Tooooooootal, che arriviamo ai margini di ‘sto quartiere –sexto bairro- e li ci aspetta un’altra das maes, Manica, pure lei con il suo bebè in spalla. Ci addentriamo tra le baracche, alcune di lamiera altre in legno, altre in cartone, per vicoli superstretti. Fango, pozze d’acqua, galline, cani. Passiamo per un piccolo mercato di frutta e verdura ed infine arriviamo ad una piazza (più spiazzo che piazza) dove su un camion sta suonando un piccolo complesso. La prima domanda che mi faccio è “da dove cazzo è entrato il camion?”. Comunque presto mi dimentico della questione vedendo che il mio arrivo non è stato proprio così discreto. La banda per un secondo si ferma di suonare per guardarmi ed il centinaio di persone che c’erano, mi guardano e ridono tra loro. Io vengo preso in consegna dalle madri che contente mi spiegano un po’ di cose sull’organizzazione dell’evento e chiedono spiegazioni sul mio ritardo. Quindi mi dedico ad ascoltare il concerto e mi lascio scappare un minimo movimento d’anca, il classico, per non restare proprio fermo impalato, che subito viene notato dalle mamme che iniziano a ballare scatenate dicendo “o doctor daniel baila tambè”. Yes.

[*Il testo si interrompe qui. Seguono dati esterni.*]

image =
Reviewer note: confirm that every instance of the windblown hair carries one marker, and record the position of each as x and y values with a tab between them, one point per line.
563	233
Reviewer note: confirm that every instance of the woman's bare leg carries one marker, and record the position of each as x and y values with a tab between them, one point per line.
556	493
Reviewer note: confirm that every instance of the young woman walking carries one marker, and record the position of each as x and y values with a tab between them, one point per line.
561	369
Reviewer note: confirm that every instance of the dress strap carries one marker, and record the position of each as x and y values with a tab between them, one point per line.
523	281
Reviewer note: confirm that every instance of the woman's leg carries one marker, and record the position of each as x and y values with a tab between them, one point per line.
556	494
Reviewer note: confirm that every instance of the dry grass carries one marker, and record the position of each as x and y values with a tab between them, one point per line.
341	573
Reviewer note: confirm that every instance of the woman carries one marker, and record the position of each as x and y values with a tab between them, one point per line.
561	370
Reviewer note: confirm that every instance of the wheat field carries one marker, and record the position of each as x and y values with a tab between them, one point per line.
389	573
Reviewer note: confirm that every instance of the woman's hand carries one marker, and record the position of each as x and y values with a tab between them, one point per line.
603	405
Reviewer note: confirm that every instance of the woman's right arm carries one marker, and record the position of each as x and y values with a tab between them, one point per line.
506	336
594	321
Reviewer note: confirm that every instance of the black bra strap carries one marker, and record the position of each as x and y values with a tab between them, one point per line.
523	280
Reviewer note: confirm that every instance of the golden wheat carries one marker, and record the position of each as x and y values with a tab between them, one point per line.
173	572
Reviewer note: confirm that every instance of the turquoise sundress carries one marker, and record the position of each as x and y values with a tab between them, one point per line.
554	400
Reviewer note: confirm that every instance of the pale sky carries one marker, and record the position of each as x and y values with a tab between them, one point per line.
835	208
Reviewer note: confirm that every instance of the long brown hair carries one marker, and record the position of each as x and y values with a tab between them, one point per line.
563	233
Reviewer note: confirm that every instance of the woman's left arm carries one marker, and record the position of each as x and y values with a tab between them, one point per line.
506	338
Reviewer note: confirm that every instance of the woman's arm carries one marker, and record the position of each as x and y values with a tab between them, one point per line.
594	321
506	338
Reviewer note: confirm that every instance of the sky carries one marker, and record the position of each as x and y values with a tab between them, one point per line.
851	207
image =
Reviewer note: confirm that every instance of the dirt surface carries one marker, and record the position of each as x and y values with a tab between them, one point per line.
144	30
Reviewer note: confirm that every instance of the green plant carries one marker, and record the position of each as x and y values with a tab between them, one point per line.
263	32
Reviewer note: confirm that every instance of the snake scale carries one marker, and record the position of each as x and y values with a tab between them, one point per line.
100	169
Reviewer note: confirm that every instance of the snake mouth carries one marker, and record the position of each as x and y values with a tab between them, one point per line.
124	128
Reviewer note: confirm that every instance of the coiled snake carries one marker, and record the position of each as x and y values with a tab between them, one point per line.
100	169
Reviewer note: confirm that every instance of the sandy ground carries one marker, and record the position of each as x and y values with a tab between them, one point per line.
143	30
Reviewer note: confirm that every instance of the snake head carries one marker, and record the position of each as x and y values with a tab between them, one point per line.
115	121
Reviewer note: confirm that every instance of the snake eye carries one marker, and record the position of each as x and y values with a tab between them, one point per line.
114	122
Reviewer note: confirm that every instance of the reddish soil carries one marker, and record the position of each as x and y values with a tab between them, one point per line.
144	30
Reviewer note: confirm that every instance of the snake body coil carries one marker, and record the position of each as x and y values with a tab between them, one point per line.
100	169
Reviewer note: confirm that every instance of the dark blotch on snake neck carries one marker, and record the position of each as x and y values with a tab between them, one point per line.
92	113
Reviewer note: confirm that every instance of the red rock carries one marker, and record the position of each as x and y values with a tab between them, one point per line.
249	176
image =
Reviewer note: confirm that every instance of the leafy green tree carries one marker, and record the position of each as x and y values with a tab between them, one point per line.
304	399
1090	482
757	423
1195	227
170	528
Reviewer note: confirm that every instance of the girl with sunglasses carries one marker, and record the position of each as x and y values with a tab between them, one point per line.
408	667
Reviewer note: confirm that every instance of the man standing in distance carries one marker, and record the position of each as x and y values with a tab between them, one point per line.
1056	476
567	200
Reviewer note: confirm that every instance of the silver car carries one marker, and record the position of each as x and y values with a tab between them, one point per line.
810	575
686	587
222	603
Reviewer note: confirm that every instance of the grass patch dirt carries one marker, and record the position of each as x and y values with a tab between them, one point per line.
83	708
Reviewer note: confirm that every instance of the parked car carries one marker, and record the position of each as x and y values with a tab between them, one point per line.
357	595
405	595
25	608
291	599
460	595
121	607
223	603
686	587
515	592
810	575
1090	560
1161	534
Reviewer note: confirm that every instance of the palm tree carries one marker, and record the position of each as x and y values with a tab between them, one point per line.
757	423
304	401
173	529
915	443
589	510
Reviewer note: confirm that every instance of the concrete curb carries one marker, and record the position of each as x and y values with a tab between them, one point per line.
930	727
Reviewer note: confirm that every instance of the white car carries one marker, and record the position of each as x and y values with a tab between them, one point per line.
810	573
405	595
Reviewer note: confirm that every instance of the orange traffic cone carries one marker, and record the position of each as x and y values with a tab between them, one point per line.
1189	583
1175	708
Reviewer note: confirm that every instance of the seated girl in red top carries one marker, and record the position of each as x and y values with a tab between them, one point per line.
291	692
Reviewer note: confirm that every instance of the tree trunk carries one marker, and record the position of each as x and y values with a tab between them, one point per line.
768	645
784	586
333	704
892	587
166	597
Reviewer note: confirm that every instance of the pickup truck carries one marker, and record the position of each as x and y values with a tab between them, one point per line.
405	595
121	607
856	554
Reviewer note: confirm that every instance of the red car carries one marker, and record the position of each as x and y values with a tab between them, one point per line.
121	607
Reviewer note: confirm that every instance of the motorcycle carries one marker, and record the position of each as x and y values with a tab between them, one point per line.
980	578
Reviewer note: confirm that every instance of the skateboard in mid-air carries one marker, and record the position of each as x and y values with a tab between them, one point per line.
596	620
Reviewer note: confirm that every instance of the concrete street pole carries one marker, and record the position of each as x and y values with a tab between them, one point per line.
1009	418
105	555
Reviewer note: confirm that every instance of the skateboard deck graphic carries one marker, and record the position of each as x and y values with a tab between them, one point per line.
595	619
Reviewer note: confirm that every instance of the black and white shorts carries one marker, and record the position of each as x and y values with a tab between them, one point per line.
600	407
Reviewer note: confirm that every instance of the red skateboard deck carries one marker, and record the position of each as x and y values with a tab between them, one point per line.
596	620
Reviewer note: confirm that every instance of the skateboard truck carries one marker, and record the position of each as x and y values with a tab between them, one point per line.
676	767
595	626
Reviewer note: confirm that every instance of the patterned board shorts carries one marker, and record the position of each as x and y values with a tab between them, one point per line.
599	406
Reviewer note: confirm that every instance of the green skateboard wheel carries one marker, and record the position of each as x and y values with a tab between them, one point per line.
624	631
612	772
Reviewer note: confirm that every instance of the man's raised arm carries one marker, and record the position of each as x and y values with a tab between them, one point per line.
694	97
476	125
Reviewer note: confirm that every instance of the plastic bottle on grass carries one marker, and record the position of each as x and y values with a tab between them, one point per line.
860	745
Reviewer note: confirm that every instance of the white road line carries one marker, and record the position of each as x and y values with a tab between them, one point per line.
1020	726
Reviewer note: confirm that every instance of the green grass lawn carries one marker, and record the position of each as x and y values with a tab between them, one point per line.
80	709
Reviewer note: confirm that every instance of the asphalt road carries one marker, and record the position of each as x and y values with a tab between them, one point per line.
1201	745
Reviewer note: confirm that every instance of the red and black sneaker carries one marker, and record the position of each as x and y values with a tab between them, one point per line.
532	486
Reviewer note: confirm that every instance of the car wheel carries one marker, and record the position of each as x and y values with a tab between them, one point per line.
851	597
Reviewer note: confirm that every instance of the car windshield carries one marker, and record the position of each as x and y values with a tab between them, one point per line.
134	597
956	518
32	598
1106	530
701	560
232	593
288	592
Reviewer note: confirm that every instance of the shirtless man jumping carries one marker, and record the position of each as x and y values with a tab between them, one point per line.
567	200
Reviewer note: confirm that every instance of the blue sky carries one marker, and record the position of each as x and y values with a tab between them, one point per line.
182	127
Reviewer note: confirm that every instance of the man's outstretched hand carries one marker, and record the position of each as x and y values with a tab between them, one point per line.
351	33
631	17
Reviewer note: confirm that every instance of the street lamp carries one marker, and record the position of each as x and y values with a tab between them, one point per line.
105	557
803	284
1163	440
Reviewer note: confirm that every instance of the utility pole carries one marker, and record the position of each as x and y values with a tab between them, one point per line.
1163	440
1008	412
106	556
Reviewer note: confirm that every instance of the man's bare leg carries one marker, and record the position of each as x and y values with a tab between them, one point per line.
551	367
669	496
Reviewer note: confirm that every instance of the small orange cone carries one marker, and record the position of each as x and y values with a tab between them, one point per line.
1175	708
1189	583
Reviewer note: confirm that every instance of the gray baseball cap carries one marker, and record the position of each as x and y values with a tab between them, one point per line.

Devo dire che non una foto vi avrei risparmiato tutte queste parole e, sapendolo, mi ero portato la macchina fotografica con me, ma non me la sono sentita di tirarla fuori. La prossima volta lo farò, giuro. Ah, sì ad un certo punto, finito il concerto, tutti i bambini li vedo in cerchio a tirare sabbia e fango contro un tipo al centro. Era pure lui un bambino ritardato ed in preda a delle convulsioni. Chiedo se si puo’ fare qualcosa ma mi par di capire che è una cosa piuttosto normale. Amarezza.
Comunque la giornata finisce con ritorno sopra al camion del concerto, lo scambio del numero di telefono con i tipi della band, uno coi rasta che pareva lenny kravitz, un grande temporale che ci lava tutti, poi di nuovo il sole, poi li aiuto a scaricare gli strumenti e mi accompagnano a casa, sempre sul cassone del camion.